Why This Matters Clinically
Families and clinicians exploring CBD for autism need to know the evidence does not yet support claims that it meaningfully improves core social difficulties. However, if parents are already considering CBD, secondary benefits in anxiety and stress reduction might be relevant to individual decision-making, though the effect sizes are small.
Study Snapshot
| Study Design | Randomized double-blind placebo-controlled crossover trial |
| Population | 29 autistic children (18 male), ages 5 to 12 years (mean 9.62 years) |
| Intervention | Weight-based CBD oil at 10 mg/kg/day or matched placebo, two 12-week periods separated by 8-week washout |
| Primary Outcome | Social Responsiveness Scale-2 (SRS-2) |
| Key Result | CBD did not significantly improve SRS-2 versus placebo (p = 0.125); secondary improvements in DBC-2 social relating (p = 0.024), anxiety (p = 0.002), and parental stress (p = 0.044) |
Where This Paper Deserves Skepticism
This is a small pilot (N=29) that failed its primary endpoint, which alone limits confidence.
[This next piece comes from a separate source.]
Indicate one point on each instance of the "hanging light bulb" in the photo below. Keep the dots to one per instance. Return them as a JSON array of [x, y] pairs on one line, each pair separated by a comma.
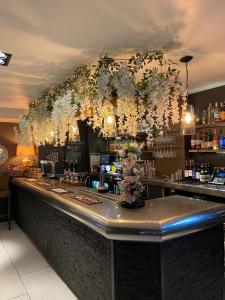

The dissociation between null primary and positive secondary outcomes invites publication bias concerns and multiple comparisons inflation, particularly since secondary measures were measured but not pre-specified as coprimary. The abstract does not detail dropout rates, compliance verification, or whether the 8-week washout was adequate for a crossover design. Generalizability to children outside this narrow age and demographic window is unknown, and we do not know funding source or potential conflicts.
Dr. Caplan’s Take
I interpret this as a well-designed but underpowered pilot that found no benefit on the outcome measure that matters most clinically, the core social difficulties in autism. The secondary improvements in anxiety and parental stress are intriguing but modest in magnitude, and they may reflect placebo response, natural variation, or measurement error rather than a true drug effect when you consider the number of comparisons and the failure of the prespecified primary outcome. Until larger, pre-registered trials specifically powered for secondary outcomes emerge, I do not see enough here to recommend CBD as a treatment for autism’s social core, though individual families already committed to a trial might reasonably track their child’s anxiety or behavior empirically.
Clinical Bottom Line
CBD oil did not improve social responsiveness in this small trial, and while secondary measures showed modest gains, the failure of the primary outcome and small sample size do not yet support clinical use for autism. Families and clinicians should be cautious about claims that CBD improves core autism features.